Many aggregate functions are provided in SQL Server. In this section, we’ll look at the most common functions such as SUM, MIN, MAX, AVG, and COUNT.

When working with aggregate functions, you need to consider the following points:

  • Aggregate functions return a single (scalar) value and can be used in SELECT statements almost anywhere a single value can be used. For example, these functions can be used in the SELECT, HAVING, and ORDER BY clauses. However, they cannot be used in the WHERE clause.
  • Aggregate functions ignore NULLs, except when using COUNT(*).
  • Aggregate functions in a SELECT list don't have a column header unless you provide an alias using AS.
  • Aggregate functions in a SELECT list operate on all rows passed to the SELECT operation. If there is no GROUP BY clause, all rows satisfying any filter in the WHERE clause will be summarized. You will learn more about GROUP BY in the next topic.
  • Unless you're using GROUP BY, you shouldn't combine aggregate functions with columns not included in functions in the same SELECT list.

To extend beyond the built-in functions, SQL Server provides a mechanism for user-defined aggregate functions via the .NET Common Language Runtime (CLR). That topic is beyond the scope of this module.

Built-in aggregate functions

As mentioned, Transact-SQL provides many built-in aggregate functions. Commonly used functions include:

Function Name

Syntax

Description

SUM

SUM(expression)

Totals all the non-NULL numeric values in a column.

AVG

AVG(expression)

Averages all the non-NULL numeric values in a column (sum/count).

MIN

MIN(expression)

Returns the smallest number, earliest date/time, or first-occurring string (according to collation sort rules).

MAX

MAX(expression)

Returns the largest number, latest date/time, or last-occurring string (according to collation sort rules).

COUNT or COUNT_BIG

COUNT(*) or COUNT(expression)

With (*), counts all rows, including rows with NULL values. When a column is specified as expression, returns the count of non-NULL rows for that column. COUNT returns an int; COUNT_BIG returns a big_int.
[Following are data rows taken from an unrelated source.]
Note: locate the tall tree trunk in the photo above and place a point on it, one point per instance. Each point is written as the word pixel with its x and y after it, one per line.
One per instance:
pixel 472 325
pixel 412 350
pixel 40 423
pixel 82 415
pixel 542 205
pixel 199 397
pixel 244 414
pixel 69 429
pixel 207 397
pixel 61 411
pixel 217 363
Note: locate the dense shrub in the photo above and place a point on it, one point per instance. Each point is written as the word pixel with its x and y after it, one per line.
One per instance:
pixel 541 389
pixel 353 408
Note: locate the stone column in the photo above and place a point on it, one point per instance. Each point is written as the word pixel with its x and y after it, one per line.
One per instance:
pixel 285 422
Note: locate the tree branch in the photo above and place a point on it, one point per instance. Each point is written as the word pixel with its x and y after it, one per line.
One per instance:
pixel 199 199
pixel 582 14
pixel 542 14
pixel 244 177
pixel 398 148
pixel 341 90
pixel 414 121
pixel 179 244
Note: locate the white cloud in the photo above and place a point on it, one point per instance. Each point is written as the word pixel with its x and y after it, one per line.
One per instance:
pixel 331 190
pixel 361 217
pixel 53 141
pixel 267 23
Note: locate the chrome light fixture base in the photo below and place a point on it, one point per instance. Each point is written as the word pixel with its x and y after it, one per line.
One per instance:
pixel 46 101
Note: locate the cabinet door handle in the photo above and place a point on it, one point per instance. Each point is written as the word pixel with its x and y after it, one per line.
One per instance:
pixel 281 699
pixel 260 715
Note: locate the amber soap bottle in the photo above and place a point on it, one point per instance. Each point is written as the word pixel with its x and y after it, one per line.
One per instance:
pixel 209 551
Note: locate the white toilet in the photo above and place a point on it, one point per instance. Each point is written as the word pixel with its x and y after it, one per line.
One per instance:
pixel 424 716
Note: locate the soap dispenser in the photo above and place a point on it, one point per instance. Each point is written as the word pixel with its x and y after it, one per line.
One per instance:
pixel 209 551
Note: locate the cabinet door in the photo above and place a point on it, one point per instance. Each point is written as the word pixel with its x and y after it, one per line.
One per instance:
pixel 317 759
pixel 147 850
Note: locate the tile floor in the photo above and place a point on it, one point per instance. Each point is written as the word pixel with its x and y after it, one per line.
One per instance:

To use a built-in aggregate in a SELECT clause, consider the following example in the MyStore sample database:

SELECT AVG(ListPrice) AS AveragePrice,
       MIN(ListPrice) AS MinimumPrice,
       MAX(ListPrice) AS MaximumPrice
FROM Production.Product;

The results of this query look something like this:

AveragePrice

MinimumPrice

MaximumPrice

744.5952

2.2900

3578.2700

Note that the above example summarizes all rows from the Production.Product table. We could easily modify the query to return the average, minimum, and maximum prices for products in a specific category by adding a WHERE clause, like this:

SELECT AVG(ListPrice) AS AveragePrice,
       MIN(ListPrice) AS MinimumPrice,
       MAX(ListPrice) AS MaximumPrice
FROM Production.Product
WHERE ProductCategoryID = 15;

When using aggregates in a SELECT clause, all columns referenced in the SELECT list must be used as inputs for an aggregate function, or be referenced in a GROUP BY clause.

Consider the following query, which attempts to include the ProductCategoryID field in the aggregated results:

SELECT ProductCategoryID, AVG(ListPrice) AS AveragePrice,
MIN(ListPrice) AS MinimumPrice,
MAX(ListPrice) AS MaximumPrice
FROM Production.Product;

Running this query results in the following error

Msg 8120, Level 16, State 1, Line 1

Column 'Production.ProductCategoryID' is invalid in the select list because it isn't contained in either an aggregate function or the GROUP BY clause.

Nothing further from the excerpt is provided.